Advanced Member
  
Group: Members
Posts: 167
Member No.: 22605
Joined: 13-December 07

|
| QUOTE (phaeron @ May 12 2012, 10:37 PM) | Ack, I was an idiot and edited your post instead of responding to it. Hope it still makes sense to people.  |

Must have been early in the morning before your coffee has kicked in?
| QUOTE (phaeron @ May 12 2012, 10:37 PM) | | This is with /Ox with Visual Studio 2010 SP1 Pro. Notice the imul instructions in the loop. |
I see, but unless your primary target audience are people with CPUs older than Presler (i.e. with no dedicated integer multiplier) then even 2x IMUL in the loop will be heavily outweighted by 4x speedup obtained by threading.
Video processing is either compute (complex math for each pixel) bound or bandwidth (large radius and thus lot of memory fetches for each pixel) bound, you have to do really simple processing code or do it on a very crappy CPU in order to notice the performance effect of those IMULs in the loop.
| QUOTE (phaeron @ May 12 2012, 10:37 PM) | | I prefer not having to second-guess the compiler all of the time in critical loops. |
Then maybe you should invest in Intel C++ Compiler? 
Same loop, same options (/Ox) with Intel Compiler 12.1.3.102:
| CODE | push esi ;9.46 push edi ;9.46 push ebx ;9.46 push ebp ;9.46 push esi ;9.46 mov edx, DWORD PTR [28+esp] ;9.6 mov esi, DWORD PTR [8+edx] ;14.21 test esi, esi ;14.21 mov edi, DWORD PTR [edx] ;12.38 jbe .B1.5 ; Prob 10% ;14.21 ; LOE edx esi edi .B1.2: ; Preds .B1.1 mov eax, DWORD PTR [24+esp] ;9.6 xor ecx, ecx ; xor ebx, ebx ; mov ebp, DWORD PTR [4+eax] ;15.9 mov eax, DWORD PTR [4+edx] ;15.29 xor edx, edx ; mov DWORD PTR [esp], eax ; ; LOE edx ecx ebx ebp esi edi .B1.3: ; Preds .B1.3 .B1.2 movzx eax, BYTE PTR [edx+edi] ;15.22 inc ecx ;14.35 mov BYTE PTR [ebx+edi], al ;15.2 add ebx, ebp ;14.35 add edx, DWORD PTR [esp] ;14.35 cmp ecx, esi ;14.21 jb .B1.3 ; Prob 82% ;14.21 ; LOE edx ecx ebx ebp esi edi .B1.5: ; Preds .B1.3 .B1.1 pop ecx ;17.1 pop ebp ;17.1 pop ebx ;17.1 pop edi ;17.1 pop esi ;17.1 ret ;17.1
|
The same code is generated even at /O1 with Intel Compiler.
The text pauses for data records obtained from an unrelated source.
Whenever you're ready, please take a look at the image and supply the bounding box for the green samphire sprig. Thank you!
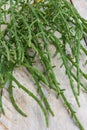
[0,0,87,130]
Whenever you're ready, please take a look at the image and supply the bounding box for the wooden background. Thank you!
[0,0,87,130]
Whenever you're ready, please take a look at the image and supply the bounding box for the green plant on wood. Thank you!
[0,0,87,130]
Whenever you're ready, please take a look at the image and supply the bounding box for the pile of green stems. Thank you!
[0,0,87,130]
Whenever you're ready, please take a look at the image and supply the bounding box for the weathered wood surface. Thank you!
[0,0,87,130]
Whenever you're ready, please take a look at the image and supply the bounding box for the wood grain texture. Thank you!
[0,0,87,130]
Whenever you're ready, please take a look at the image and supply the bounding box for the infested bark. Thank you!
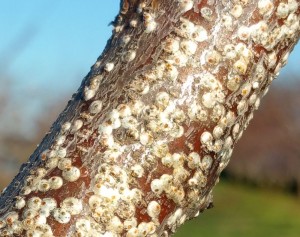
[0,0,300,237]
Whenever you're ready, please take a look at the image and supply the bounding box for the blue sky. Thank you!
[0,0,300,136]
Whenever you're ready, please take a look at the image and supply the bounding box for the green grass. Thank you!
[174,182,300,237]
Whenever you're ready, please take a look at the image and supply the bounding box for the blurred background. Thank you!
[0,0,300,237]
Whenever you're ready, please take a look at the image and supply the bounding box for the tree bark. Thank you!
[0,0,300,237]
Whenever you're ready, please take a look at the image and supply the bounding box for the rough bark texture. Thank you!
[0,0,300,237]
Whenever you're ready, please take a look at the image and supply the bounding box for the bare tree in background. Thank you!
[0,0,300,237]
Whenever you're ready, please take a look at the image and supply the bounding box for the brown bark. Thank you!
[0,0,300,237]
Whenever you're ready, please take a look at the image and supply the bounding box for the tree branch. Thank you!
[0,0,300,237]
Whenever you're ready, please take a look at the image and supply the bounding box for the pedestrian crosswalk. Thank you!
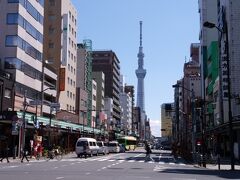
[58,157,186,165]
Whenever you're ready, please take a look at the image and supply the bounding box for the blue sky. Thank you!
[72,0,199,136]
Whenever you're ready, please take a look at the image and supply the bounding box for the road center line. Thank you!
[56,177,64,179]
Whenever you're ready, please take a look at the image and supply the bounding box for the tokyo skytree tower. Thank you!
[135,21,147,112]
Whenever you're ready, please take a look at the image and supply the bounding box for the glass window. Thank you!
[48,43,54,48]
[4,88,11,98]
[48,26,55,34]
[7,13,18,24]
[5,36,18,46]
[49,0,56,6]
[4,58,22,70]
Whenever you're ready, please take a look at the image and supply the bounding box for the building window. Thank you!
[48,26,55,34]
[48,14,56,21]
[48,43,54,48]
[4,88,11,98]
[49,0,56,6]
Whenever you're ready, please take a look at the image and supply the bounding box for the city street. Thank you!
[0,149,240,180]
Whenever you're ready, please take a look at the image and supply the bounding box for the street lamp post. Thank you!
[203,20,235,170]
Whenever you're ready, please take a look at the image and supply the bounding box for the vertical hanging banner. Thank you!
[59,68,66,91]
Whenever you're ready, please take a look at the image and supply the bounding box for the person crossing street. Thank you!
[21,146,29,163]
[0,140,9,163]
[145,141,154,162]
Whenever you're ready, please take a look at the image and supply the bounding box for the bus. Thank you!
[117,136,137,151]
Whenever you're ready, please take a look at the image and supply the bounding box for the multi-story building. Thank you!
[91,80,97,128]
[43,0,77,112]
[124,85,135,134]
[199,0,240,164]
[0,0,56,152]
[119,75,132,135]
[92,71,108,129]
[92,50,121,128]
[161,103,174,138]
[132,107,141,138]
[76,43,88,126]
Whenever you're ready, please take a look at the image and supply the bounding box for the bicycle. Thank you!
[44,149,62,161]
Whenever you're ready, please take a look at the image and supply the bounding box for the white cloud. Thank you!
[150,120,161,137]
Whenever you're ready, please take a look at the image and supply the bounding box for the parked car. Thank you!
[108,141,120,153]
[75,137,99,157]
[97,141,109,155]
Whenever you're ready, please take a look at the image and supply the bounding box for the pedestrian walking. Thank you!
[0,141,9,163]
[83,142,87,159]
[145,141,153,161]
[21,146,29,163]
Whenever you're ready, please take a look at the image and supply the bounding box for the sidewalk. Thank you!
[194,160,240,170]
[0,152,76,164]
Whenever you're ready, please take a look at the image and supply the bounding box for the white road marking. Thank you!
[56,177,64,179]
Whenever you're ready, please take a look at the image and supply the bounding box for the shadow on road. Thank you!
[159,169,240,179]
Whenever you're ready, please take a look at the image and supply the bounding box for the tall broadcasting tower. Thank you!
[135,21,147,112]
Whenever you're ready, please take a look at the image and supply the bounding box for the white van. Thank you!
[75,137,99,157]
[108,141,120,153]
[97,141,109,155]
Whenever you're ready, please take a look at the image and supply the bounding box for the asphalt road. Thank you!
[0,149,240,180]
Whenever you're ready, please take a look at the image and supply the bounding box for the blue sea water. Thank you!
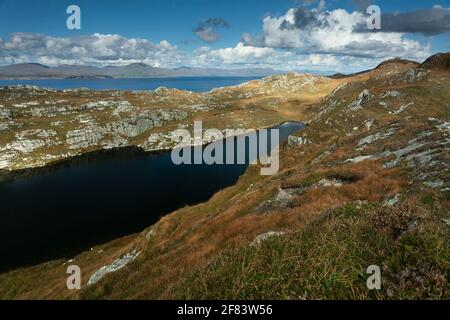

The only way to get code with IMUL is to use /Oa- which disables "assume no aliasing". Frankly, I prefer compiler to assume there is no aliasing because 99% of the time there is no aliasing, and for the remaining 1% your code should be fixed.
| QUOTE (phaeron @ May 12 2012, 10:37 PM) | | Logical cores is not really a problem. In fact, I would actually recommend just counting the number of bits in the process affinity mask rather than checking the CPU for purposes of estimating a parallelism target. This will make your filter execute more reasonably if someone intentionally restricts core usage on the process. |
I have Core i7 2600K here with 8 logical and 4 physical cores and I'd have to disagree with this because I just did some tests where I get slower than single-threaded performance with 8 threads, and 3.98x single-threaded performance with 4 cores. There are some loads where logical cores do not help.
Now, I can either restrict the number of threads myself because I know that logical cores do not help in this particular case, or let the users with HyperThreading capable CPUs figure out on their own that the performance is worse with HyperThreading.
If I limit the number of threads then user can still benefit from using all logical cores where it actually does help. If I don't, then they will have to disable HyperThreading either in BIOS or by fiddling with process affinity mask which means they will disable it for the whole pipeline. I personally think the first option would be better for the user.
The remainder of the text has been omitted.